Hyper automate all 9 stages of Talent Acquisition

By Venkat Aravamudan | November 25, 2020
 
 

What is the ideal HR to employee ratio?

While there are various benchmarks depending on the size and the industry of the organization; Bloomberg’s HR department benchmarks and analysis report suggest 1.4 HR executives are required for every 100 employees. However, many organizations ranged only around 1HR for every 100 employees before the COVID situation. Post-COVID, this is being challenged further to reduce operational expenses. Organizations are looking to optimize this further to 1:200 or even to 1 HR for every 300 employees. Ironically, this is when the need for additional HR hands has increased because of new normal HR practices such as remote-working and Gig-economy.

On the other dimension, studies indicate, HR executives spend around 54% of their time in mails and meetings (read it as coordination). Another 30% in various data management activities like data exploration, data compilation, data entry, and data reconciliation leaving only 15% for employee engagement activities.

This is where Hyper automation would help HR executives. Nearly 30% of their data management and coordination activities could be automated using RPA and AI.

Amongst all HR activities, Talent acquisition consumes maximum manual efforts for coordination and data management.

Here are 9 stages in talent acquisition where hyper-automation could be effectively used.

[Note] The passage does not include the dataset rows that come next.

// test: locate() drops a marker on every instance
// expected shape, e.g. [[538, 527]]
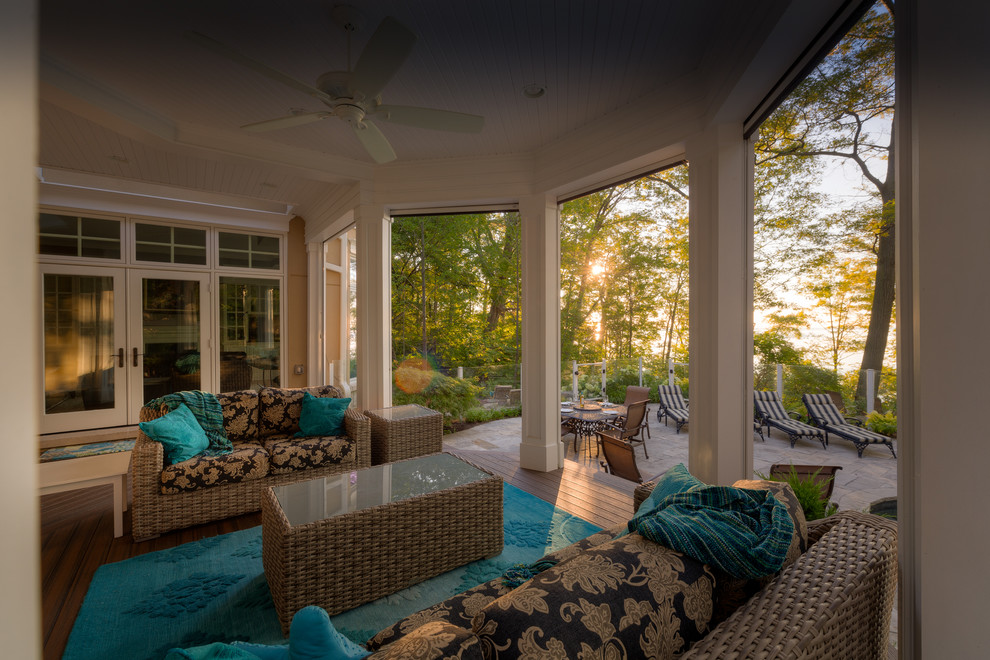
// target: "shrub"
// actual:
[[451, 396], [884, 423], [810, 493]]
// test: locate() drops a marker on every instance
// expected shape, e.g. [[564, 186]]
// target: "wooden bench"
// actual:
[[87, 471]]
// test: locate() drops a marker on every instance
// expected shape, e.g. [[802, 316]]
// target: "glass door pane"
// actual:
[[169, 335], [250, 333], [83, 377]]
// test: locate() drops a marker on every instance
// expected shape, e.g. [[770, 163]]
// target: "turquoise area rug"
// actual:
[[214, 590]]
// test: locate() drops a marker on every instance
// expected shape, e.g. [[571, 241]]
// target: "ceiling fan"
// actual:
[[355, 96]]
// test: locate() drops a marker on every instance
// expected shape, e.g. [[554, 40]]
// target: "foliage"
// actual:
[[451, 396], [810, 493], [841, 114], [883, 423], [456, 289], [623, 270]]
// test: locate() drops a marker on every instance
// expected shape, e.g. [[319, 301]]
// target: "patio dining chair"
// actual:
[[770, 412], [631, 428], [634, 394], [672, 406], [824, 414], [620, 457]]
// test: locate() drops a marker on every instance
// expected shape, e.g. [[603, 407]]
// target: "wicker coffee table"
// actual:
[[405, 431], [347, 539]]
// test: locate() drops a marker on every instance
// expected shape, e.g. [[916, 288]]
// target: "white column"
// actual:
[[943, 312], [374, 308], [721, 335], [315, 314], [20, 602], [541, 448]]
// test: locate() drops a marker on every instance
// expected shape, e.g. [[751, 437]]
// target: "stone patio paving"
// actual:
[[859, 482]]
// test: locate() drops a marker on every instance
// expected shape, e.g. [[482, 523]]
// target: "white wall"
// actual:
[[943, 309], [20, 603]]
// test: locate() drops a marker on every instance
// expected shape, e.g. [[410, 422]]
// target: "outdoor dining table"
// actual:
[[586, 420]]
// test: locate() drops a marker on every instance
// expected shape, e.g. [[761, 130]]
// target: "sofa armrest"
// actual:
[[147, 463], [835, 601], [358, 428]]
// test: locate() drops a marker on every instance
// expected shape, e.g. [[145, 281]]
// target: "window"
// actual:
[[78, 236], [170, 245], [248, 251], [250, 333]]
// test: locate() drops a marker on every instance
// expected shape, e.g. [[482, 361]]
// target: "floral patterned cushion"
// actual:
[[433, 641], [248, 461], [282, 407], [287, 453], [627, 598], [461, 609], [240, 415]]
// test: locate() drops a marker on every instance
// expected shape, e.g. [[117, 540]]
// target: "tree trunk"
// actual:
[[422, 272]]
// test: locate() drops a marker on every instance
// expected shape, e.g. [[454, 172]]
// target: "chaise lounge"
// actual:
[[672, 406], [770, 412], [824, 414]]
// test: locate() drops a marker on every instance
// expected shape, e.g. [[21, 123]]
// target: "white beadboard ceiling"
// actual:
[[124, 94]]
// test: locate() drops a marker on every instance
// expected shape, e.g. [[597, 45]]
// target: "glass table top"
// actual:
[[407, 411], [308, 501]]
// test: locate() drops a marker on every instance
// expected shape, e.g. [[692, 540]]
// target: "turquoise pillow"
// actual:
[[179, 432], [674, 481], [322, 416]]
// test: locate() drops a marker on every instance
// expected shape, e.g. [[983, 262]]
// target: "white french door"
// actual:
[[168, 329], [115, 338]]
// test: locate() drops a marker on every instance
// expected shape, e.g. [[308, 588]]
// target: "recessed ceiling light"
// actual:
[[534, 91]]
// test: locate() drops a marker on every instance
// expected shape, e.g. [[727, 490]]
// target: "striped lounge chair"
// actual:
[[770, 412], [825, 415], [672, 406]]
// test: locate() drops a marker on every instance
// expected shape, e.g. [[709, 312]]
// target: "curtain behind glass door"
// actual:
[[79, 337]]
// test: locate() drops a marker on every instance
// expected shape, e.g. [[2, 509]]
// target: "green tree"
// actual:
[[845, 110]]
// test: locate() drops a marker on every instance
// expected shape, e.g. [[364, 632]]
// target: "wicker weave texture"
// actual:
[[396, 440], [344, 561], [153, 513], [834, 602]]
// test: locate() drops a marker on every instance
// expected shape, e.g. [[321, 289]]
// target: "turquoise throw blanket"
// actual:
[[206, 409], [745, 533]]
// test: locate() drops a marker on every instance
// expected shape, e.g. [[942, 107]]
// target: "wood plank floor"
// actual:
[[77, 529]]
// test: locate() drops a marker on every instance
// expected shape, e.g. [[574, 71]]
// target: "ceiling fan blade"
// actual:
[[384, 53], [287, 121], [263, 69], [438, 120], [374, 141]]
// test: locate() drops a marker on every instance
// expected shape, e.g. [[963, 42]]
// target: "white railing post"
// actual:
[[574, 396], [871, 382], [604, 397]]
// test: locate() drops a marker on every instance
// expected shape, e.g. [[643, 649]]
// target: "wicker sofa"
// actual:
[[834, 601], [261, 425]]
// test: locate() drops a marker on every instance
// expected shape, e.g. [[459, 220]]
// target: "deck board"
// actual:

1. Candidate identification from various sites for a JD

RPA + AI to log into the right job sites and identify the right candidates

2. Intelligent resume parsing

RPA + NLP, ML, and Deep Learning for extracting key info from various resumes

3. Scoring & Candidate shortlisting based on various activities

ML and NLP

4. Coordination for interviews tests etc

RPA

5. Video interviews and analysis

RPA + Computer vision to check the authenticity of candidates, facial expressions, etc

6. Candidate relationship management

Low code. Chatbots for consistent engagement throughout the lifecycle

7. Candidate sentiment analysis

AI techniques to track candidates’ social posts, mails to identify sentiments

8. Offer letter generation

RPA

9. Onboarding activities. Employee master creation

RPA for automated data entry, intelligent scanning, etc.

Many unwanted manual activities could be reduced and nearly 30% operational savings could be achieved besides improving the candidate experience.